Mike Dowler, Birmingham, UK

Re: Union tell actors to avoid Hobbit films. Is the second photograph in the story actually a photo from the casting call? Everyone appears to be of regular height, except for the two men towering over them.
Lily, Halifax, NS, Canada

The fact that the boat in this video is named "Bateau Chocolat II" would seem to indicate that his first attempt wasn't quite as successful. Presumably he hoped it would be a Drifter but it ended up Lion on the bottom? Or was there a mutiny on the Bounty?
Edward Green, London, UK

Re: Chocolate boat sets sail in France. I hope he remembers that you can't have your kayak and eat it. Sorry.
MD, Portsmouth

About this quote: "Early results of a survey seem to show that British consumers offered discounts or other promotions on a range of consumer goods display a mental response which resembles that of sexual arousal." Thank you! Haven't had such a good laugh in ages. Will now go and read my IKEA porn in private. (it's not April 1st already, is it?)
Susan.Thomas, Brisbane, Australia

Paper Monitor

14:29 UK time, Monday, 27 September 2010

A service highlighting the riches of the daily press.

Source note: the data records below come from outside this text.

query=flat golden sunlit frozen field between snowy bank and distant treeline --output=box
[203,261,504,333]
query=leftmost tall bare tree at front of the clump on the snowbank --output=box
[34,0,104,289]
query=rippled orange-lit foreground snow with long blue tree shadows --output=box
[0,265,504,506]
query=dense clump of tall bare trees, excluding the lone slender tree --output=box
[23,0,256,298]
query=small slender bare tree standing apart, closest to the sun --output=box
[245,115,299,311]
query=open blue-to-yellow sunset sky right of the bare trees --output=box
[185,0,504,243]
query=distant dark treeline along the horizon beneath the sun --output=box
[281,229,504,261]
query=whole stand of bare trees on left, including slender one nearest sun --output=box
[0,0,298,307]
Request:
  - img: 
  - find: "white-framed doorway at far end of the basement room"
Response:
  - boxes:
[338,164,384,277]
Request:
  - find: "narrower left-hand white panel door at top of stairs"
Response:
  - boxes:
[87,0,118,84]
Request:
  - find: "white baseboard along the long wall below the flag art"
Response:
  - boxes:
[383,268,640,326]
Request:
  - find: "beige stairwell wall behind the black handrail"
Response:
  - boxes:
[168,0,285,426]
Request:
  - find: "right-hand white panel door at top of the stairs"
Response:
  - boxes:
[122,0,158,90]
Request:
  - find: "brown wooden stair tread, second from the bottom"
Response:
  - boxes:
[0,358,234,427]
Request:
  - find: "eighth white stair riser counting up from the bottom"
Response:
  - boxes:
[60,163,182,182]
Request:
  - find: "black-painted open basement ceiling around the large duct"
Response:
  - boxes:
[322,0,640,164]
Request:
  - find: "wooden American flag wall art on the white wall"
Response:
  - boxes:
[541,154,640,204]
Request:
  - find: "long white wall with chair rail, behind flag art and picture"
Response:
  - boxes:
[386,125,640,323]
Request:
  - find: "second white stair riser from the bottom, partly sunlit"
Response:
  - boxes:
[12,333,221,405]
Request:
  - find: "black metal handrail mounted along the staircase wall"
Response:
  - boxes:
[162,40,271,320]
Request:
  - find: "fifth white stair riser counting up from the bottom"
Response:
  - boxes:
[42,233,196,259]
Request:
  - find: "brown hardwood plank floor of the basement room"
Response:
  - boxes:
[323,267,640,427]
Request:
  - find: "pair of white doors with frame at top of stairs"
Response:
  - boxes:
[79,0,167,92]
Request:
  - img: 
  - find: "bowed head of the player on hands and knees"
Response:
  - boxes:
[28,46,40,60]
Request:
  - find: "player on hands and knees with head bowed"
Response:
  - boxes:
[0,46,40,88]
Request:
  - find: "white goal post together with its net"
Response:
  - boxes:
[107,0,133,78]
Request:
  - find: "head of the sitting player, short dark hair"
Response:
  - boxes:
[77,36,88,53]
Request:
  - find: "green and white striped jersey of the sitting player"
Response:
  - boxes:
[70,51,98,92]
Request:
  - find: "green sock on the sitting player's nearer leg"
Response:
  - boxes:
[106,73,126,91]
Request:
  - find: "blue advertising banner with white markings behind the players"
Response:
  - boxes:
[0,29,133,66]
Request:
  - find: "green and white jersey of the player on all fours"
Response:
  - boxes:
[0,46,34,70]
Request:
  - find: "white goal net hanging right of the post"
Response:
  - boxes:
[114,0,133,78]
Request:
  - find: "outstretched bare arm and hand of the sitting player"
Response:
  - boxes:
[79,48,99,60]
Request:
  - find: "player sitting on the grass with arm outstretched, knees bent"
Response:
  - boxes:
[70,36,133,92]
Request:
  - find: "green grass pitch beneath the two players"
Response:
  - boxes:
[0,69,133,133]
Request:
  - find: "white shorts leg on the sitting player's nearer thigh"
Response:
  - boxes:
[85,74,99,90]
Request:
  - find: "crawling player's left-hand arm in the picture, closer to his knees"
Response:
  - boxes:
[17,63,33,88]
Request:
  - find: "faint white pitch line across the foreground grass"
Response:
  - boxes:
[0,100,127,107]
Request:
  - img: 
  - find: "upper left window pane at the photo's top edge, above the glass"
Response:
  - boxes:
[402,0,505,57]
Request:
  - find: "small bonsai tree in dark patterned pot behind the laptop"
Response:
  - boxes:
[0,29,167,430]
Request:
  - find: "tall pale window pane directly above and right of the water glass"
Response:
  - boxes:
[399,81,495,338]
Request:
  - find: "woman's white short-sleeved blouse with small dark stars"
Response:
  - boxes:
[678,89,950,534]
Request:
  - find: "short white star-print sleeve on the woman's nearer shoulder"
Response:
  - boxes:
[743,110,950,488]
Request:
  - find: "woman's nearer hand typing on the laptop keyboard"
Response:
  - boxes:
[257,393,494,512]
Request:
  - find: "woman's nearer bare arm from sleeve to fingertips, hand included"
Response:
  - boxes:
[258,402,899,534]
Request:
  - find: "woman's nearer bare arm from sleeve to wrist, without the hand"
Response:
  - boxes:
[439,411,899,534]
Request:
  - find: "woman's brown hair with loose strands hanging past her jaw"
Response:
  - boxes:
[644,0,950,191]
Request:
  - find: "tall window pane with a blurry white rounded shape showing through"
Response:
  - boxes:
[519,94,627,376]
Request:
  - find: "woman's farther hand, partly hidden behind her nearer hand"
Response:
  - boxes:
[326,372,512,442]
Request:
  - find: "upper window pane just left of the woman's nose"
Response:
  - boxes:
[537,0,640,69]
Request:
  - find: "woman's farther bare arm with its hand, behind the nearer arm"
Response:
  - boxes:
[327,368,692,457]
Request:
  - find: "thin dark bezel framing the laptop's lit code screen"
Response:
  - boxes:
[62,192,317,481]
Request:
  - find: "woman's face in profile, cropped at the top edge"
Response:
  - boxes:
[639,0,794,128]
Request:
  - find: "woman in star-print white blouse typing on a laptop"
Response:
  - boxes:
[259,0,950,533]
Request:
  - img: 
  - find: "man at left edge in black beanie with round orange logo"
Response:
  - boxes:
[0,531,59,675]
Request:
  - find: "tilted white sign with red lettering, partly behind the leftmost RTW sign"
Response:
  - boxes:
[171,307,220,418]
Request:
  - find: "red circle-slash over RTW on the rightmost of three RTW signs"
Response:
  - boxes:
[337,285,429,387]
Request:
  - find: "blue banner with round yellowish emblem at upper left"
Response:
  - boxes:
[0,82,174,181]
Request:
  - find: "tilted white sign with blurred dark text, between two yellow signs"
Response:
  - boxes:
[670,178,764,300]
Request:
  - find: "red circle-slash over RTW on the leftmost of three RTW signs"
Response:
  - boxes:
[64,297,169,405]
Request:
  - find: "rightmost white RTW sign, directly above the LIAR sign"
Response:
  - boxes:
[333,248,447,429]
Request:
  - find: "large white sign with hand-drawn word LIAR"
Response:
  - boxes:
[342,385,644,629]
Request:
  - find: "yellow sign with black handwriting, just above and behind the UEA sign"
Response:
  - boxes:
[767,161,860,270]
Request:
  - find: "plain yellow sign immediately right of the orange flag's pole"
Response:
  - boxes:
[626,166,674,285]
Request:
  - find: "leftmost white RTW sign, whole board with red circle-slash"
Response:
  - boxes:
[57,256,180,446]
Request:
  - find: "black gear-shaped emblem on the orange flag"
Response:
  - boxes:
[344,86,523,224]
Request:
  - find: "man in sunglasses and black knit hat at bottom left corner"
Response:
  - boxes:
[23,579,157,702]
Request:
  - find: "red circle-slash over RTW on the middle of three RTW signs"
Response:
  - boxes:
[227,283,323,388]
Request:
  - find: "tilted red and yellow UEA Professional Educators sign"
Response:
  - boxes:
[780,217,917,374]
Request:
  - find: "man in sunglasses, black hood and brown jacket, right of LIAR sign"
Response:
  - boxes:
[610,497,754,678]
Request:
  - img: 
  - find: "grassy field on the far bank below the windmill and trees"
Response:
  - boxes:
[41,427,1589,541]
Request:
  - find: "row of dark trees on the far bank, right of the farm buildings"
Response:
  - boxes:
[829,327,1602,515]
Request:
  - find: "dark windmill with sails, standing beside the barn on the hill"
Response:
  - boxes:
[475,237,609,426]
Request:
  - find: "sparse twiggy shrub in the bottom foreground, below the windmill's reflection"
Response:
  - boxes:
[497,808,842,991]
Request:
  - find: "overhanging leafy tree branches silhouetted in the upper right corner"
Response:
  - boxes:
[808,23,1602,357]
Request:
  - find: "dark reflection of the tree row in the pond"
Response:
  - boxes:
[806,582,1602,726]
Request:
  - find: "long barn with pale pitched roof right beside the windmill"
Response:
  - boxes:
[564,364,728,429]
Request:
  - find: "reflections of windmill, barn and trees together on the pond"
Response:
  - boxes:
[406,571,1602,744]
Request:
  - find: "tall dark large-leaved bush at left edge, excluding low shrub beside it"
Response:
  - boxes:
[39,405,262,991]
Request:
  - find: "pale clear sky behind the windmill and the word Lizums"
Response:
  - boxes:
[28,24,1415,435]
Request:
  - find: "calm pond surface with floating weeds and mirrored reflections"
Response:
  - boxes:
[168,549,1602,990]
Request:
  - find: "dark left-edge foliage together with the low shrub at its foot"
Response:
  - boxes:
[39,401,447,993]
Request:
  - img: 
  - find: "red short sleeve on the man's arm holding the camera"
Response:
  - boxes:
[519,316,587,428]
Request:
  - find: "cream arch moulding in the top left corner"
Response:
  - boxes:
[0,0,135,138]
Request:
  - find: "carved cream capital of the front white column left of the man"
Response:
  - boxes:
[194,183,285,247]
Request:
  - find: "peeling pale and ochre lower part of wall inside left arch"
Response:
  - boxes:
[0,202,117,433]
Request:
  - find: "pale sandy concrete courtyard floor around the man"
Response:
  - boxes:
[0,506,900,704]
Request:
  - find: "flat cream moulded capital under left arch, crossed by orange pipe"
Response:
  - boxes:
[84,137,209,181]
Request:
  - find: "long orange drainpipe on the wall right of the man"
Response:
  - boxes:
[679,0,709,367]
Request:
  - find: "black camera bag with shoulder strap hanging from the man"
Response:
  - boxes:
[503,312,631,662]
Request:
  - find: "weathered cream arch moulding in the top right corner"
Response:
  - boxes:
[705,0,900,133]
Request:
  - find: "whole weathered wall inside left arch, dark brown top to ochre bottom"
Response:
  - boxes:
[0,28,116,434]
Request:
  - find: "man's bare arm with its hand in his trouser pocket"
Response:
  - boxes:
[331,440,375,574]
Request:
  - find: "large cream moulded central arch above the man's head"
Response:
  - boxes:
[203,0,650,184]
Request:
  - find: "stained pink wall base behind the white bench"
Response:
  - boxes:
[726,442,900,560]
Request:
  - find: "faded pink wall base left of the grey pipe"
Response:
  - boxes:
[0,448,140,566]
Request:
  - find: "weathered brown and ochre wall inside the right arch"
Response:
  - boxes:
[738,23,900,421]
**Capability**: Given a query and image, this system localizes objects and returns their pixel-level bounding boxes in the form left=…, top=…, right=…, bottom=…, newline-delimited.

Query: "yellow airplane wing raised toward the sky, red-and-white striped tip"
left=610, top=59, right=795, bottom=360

So, Ed Miliband - hit or miss?

Mostly the paper's divide down predictable lines.

The Daily Telegraph's Andrew Gimson skilfully twists Mr Miliband's claim that he is "nobody's man" to frame him as an empty vessel, by way of a literary reference to George Grossmith's Diary of a Nobody (and a bit of a dig at his sister paper).

"Mr Miliband said in an article for yesterday's Sunday Telegraph - an attempt we suppose, to establish himself as Read Ed rather than Red Ed [ouch - was the Sunday Telegraph forced to take the piece?] - that he is 'on the side of the squeezed middle' a description that fits Mr [Charles] Pooter [the book's fictitious diarist]."

The Daily Mail characteristically under-plays Ed's relationship with thwarted brother David:

"Torn apart, the Cain and Abel of Primrose Hill."

And while the Independent unleashes a troika of star political writers to analyse the "Ed Miliband era", none of them can match the Sun's commentator for incisive insight.

"It's troubling to think that Ed could follow [father] Ralph Miliband's socialist leanings. As Karl Marx himself said: 'History repeats itself first as tragedy, second as farce.'"

The originator of these remarks? Katie, 25, from Liverpool, whose picture dominates much of the paper's page three.

Monday's Quote of the Day

09:09 UK time, Monday, 27 September 2010

"Your government looks like a youth club" - Israel's defence minister Ehud Barak to Nick Clegg

The former Israeli prime minister met Mr Clegg at the United Nations in New York, and immediately gave the fresh-faced 43-year-old his valuable first impressions of the coalition government.